Confira a entrevista com a sr Roberval Teixeira e Silva, professor e pesquisador, residente na Região Administrativa de  Macau.

1. O senhor é Professor Auxiliar e Pesquisador do Centro de Estudos Luso-Asiáticos do Departamento de Português da Universidade de Macau. Conte um pouco sobre seu trabalho.

 No Departamento de Português da Universidade de Macau, há uma série de diferentes atividades nas quais estou envolvido. Tenho as tarefas de ensino na Licenciatura que forma alunos asiáticos, majoritariamente chineses, em Língua Portuguesa e que lhes permite atuar como intérpretes, tradutores, professores, agentes consulares, por exemplo. Em geral, nesse curso trabalho com a língua e a cultura dos países de Língua Portuguesa, com linguística aplicada e com a orientação de projetos de pesquisa.
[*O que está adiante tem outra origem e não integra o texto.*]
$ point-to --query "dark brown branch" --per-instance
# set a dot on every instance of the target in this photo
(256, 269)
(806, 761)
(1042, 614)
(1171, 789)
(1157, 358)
Um fato interessante que vivi nesse colóquio foi que encontrei o poeta que escreveu o texto com que iniciei o curso de língua e cultura este ano, o Dr Crisódio. E o poema foi Reflexos de Timor. Foi um encontro feliz aqui em Cabo Verde.

Bem, mas há ainda a pós-graduação em linguística na qual trabalho com metodologia de pesquisa e com a minha área específica que é a sociolinguística interacional: um campo interdisciplinar que entende as linguagens como o lugar da interação e que tem uma proposta de análise do discurso constituída numa leitura plural que envolve a cultura, a sociedade e, claro, a língua. É nesta área que desenvolvo as minhas pesquisas e oriento as investigações dos alunos de Mestrado e Doutorado.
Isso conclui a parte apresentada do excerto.